【2024年ドラフト候補過去記事公開】第六回 法政大学・吉鶴翔瑛投手

 映画やドラマの鑑賞が趣味と語る吉鶴翔瑛投手。しかし、取材が行われた3月ごろ、画面に映るのはもっぱらプロ野球のオープン戦の映像だ。自身の理想とするボールを目指すべく、プロの投手の映像をよく研究している。目標は「伸びがあってなおかつ強いボール」。プロでは同じ左腕の隅田知一郎投手(埼玉西武ライオンズ)や右腕ながら伊藤大海投手(北海道日本ハムファイターズ)の映像を見ることが多い。強いボールとはキャッチャーに突き刺さるようなボールのこと。
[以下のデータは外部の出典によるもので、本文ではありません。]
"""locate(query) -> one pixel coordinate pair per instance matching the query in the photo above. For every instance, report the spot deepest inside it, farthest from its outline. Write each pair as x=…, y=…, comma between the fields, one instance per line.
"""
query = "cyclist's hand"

伸びのあるボールとはバッターの手元で早く感じるボールのこと。その二つを両立することができている投手はプロ野球の世界であっても決して多くはないという。

 初めて規定投球回に到達し、防御率1点台を残した2023年の秋。自身の目標でもあるプロ野球の舞台がようやく見えてきたように感じたという。チーム内でも高みを目指して切磋琢磨する。木更津高校時代からともに過ごしている篠木健太郎投手とは「あんまり喋らなくてもお互いのことが分かる関係」である。強いボールを目指す仲間として技術面について意見を交換することもある。ホップ成分が大きい篠木に対してホップ成分は多いとはいえない吉鶴はどのようにプロの世界でも通用する強いボールを投げていくのだろうか。ヒントとなるのは昨年のリーグ戦のデータであった。法政大学の登板した投手の中で吉鶴はリリースポイントが一番前だったという。チーム内でも突出したリリースポイントの低さは一つ上のカテゴリーでも武器になると考えている。

 12月に松山で行われた大学日本代表候補合宿では全国トップレベルの投手との交流を深めた。特に同じ左腕の金丸夢斗投手(関西大)や徳山一翔投手(環太平洋大)とはコミュニケーションを取ることが多かった。吉鶴は両投手を次のように分析する。「金丸は伸びのあるボールを、徳山は強いボールを投げる。自分は両立できるピッチャーになりたい」。「(代表合宿では)「初対戦のバッターに初見のボールを打たれた。何回見ても打たれない、(打者が)早く感じるボールを投げていきたいと思った」と振り返る。

 

 春季リーグから秋季リーグへの成績の飛躍には2つの要因があった。1つは夏の間のスライダーの改良。「自分は曲がりが大きいボールが三振を取れると思っていたが、スライダーを真っ直ぐにより近づけて、曲がるボールが三振が取れるボールだと気づけた」。ストレートとスライダーの軌道を似たものにすることによって空振り率も向上した。もう一つは秋季リーグ中の出来事。腰痛が発症したことにより思うようなピッチングができない場面があった。しかし、それをきっかけに「思い切り投げなくても抑えられるという発見があった」と語る。「際などは狙わずに強いボールを投げるようにした。フォアボールで自滅することが少なくなった」。まさに怪我の功名で投手として一段階成長した。

 法政大学野球部では今年に入って変化があった。「野手と投手で話す機会が増えた。去年までは機会を使って話すことが多かったが、自然と話すことが多くなった。試合中でも投手が野手に『こうして欲しい』というなど試合中の会話も増えた」。吉鶴の今年の春季リーグのアピールポイントは三振の多さとバッターが手も足も出ない投球。「優勝の立役者になりたい。大学の中で一番結果を出したいなとも思っているし、まだ最優秀防御率を取れていないので、 今季こそ取りたいなと思っている」。3年間磨き続けた投球を開花させる時が来た。